In general, today does not look like Equilibrium Day because evolution has slow kinetics. We know this because we can use the distribution of evolved characters to infer the path of history, whereas in systems that have reached equilibrium, history is erased. That is, to the extent that phylogeny inference works on a set of characters, we know that those characters are not at equilibrium. Of course, there may be local quasi-equilibria subject to fast kinetics: these are like small swirling eddies on the surface of a wide slow river.

More specifically, we have considered what might "limit" adaptation in terms of the effects of uN, mutation-rate heterogeneity, spatial structure, time-scale, and the changing focus of adaptation. None of these considerations is definitive: more research is needed to understand the conditions of natural adaptation. The effects of mutation bias may prove useful in probing these conditions.

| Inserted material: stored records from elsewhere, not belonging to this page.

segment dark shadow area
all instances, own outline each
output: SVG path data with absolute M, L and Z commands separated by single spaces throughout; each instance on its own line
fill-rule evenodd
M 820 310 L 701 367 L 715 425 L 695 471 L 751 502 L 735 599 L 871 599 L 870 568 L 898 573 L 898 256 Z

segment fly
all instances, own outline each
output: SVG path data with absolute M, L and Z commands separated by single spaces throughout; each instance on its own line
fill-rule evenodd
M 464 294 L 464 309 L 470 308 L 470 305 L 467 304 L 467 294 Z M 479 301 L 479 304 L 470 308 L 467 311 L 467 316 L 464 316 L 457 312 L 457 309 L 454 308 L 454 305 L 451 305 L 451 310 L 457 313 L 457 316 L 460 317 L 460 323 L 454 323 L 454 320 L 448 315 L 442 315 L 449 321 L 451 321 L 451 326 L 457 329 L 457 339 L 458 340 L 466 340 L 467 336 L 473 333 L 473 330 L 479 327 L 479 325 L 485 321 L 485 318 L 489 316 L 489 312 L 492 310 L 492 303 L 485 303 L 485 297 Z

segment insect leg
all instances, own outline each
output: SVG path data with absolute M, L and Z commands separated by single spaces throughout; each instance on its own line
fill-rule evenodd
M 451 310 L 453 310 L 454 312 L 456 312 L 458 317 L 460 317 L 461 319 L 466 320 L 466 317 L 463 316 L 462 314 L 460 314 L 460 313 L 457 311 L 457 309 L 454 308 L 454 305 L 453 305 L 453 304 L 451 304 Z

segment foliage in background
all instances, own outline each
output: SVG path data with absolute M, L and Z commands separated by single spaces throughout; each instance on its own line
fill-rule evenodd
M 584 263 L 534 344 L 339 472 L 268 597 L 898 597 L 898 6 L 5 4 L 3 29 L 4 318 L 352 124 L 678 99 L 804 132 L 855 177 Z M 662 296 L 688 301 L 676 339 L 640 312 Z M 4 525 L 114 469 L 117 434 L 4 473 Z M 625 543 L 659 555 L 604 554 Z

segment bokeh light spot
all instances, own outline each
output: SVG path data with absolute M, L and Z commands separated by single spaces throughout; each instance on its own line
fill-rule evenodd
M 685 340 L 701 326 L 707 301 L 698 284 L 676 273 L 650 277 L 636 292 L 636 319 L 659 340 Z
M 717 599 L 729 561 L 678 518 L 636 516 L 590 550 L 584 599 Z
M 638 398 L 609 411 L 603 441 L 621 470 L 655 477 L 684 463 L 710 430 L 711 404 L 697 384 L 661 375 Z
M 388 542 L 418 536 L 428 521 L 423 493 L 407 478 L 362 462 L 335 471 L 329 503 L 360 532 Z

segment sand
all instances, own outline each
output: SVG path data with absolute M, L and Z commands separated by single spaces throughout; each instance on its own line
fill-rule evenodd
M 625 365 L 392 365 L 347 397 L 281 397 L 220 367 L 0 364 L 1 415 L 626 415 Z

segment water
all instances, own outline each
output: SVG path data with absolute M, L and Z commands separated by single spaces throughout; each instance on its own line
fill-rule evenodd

We also considered an alternative to the classic paradigm in which the target of an evolutionary explanation is the state of an evolved system, considered as an end-product. In the alternative Dayhoff paradigm, the focus is on patterns of change, and there is no need to invoke constraints, chance, and contingency, but only to invoke the causal factors that make one kind of outcome more likely than another.



2 comments :

Alexandre Reggiolli said...

This post, especially the "equilibrium day" part, reminded me of the "formal darwinism" project by Alan Grafen. It seemes to me that the adaptationism view of natural selection as a optmization process is still very popular in behavioral ecology and similar areas, and Grafen's ideias are a recent incarnation of this optimization trend.

About this: Do you have any comments about Grafen's project, professor Stoltzfus ? I had a hard time finding someone to comment about the project, and the literature about it is very sparse.

Arlin said...

Alexandre, thanks for commenting. I don't have a specific response regarding Grafen's project. His "formal Darwinism" sounds to me like "taking neo-Darwinism seriously" except at a somewhat higher and more abstract level. But I try not to comment on things that I don't know well.

However, I share your sense that there are some areas of evolutionary biology where the approach is to look at evolution as an optimization process. Molecular evolution is definitely not one of those areas. I'm not going to say it is wrong to take a particular approach, if that approach achieves results. But an approach can be successful in achieving results even if it only captures half of what is going on.